Institut für Spanende Fertigung (ISF)
Technische Universität Dortmund

Heinz Nixdorf Institut (HNI)
Universität Paderborn

 

Teilprojektleiter

Prof. Dr.-Ing. Dirk Biermann

Prof. Dr.-Ing. Jürgen Gausemeier

Ansprechpartner

Dipl.-Inf. Tobias Wagner

 

Institut für Spanende Fertigung (ISF)

Technische Universität Dortmund
Baroper Strasse 301
44221 Dortmund

Tel.: (0231) 755-5814 oder (0231) 755-2784 (Sekr.)
e-mail: wagner(at) isf.de

Dipl.-Stat. Stefan Hess

 

Institut für Spanende Fertigung

Technische Universität Dortmund

Baroper Str. 301

44227 Dortmund

 

Tel.: +49 231 755-5814

Fax: +49 231 755-5141

E-Mail: hess(at)isf.de

Dipl.-Inf. Marcus Petersen

Heinz Nixdorf Institut

Universität Paderborn

Produktentstehung

Fürstenallee 11

33102 Paderborn

 

 

Telefon: +49 (0) 52 51 / 60 64 68

Telefax: +49 (0) 52 51 / 60 62 68

e-Mail: marcus.petersen(at)hni.uni-paderborn.de

Wissenschaftliche Zielsetzung

Bauteile mit funktionaler Gradierung weisen einen definierten Verlauf der Bauteileigenschaften über das Bauteilvolumen auf. Für die Herstellung dieser Bauteile müssen die Wechselwirkungen zwischen den Fertigungsprozessen und den Bauteileigenschaften beachtet werden.
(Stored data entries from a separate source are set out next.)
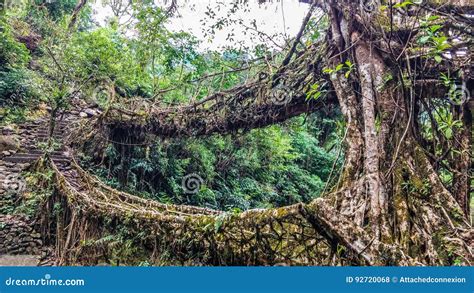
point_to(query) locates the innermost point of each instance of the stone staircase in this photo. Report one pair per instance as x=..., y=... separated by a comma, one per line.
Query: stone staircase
x=20, y=243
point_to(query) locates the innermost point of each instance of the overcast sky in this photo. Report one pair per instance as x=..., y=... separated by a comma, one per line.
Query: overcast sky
x=277, y=17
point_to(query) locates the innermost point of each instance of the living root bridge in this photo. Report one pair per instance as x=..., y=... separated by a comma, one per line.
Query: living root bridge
x=264, y=101
x=302, y=234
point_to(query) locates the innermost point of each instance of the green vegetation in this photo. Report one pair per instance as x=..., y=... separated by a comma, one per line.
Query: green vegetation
x=45, y=62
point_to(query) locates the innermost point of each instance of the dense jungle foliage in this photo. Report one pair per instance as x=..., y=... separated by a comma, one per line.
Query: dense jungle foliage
x=44, y=64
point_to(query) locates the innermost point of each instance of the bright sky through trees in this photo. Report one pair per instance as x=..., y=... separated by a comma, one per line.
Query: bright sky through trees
x=275, y=18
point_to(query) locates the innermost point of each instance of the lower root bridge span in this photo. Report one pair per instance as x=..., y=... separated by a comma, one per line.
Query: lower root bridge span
x=310, y=234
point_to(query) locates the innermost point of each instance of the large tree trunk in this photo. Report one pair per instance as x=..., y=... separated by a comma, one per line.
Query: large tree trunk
x=388, y=185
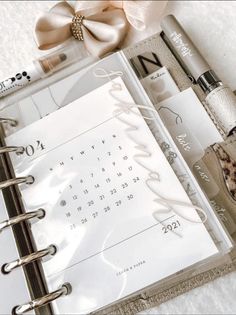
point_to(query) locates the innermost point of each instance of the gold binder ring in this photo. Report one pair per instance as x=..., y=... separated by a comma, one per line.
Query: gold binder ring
x=16, y=181
x=18, y=150
x=32, y=305
x=9, y=121
x=40, y=213
x=9, y=267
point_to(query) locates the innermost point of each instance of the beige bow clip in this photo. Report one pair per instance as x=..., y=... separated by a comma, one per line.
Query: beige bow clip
x=100, y=30
x=102, y=25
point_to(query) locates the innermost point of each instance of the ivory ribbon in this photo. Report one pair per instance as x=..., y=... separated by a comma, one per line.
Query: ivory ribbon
x=104, y=24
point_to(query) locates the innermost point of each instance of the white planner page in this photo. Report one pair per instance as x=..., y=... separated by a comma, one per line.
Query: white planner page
x=13, y=286
x=114, y=208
Dies erfordert neue Methoden und Werkzeuge der Fertigungsprozessplanung.

Ziel des Teilprojekts D5 ist daher ein Instrumentarium für die rechnerunterstützte Planung von thermo-mechanisch gekoppelten Herstellprozessen für Bauteile mit gradierten Eigenschaften. Dazu wird das im SFB Transregio 30 entstehende Wissen zusammengeführt und im Rahmen einer neuen Planungsmethodik verfügbar gemacht. Die Planungsumgebung führt die Methoden, Werkzeuge sowie das damit verbundene Wissen zusammen.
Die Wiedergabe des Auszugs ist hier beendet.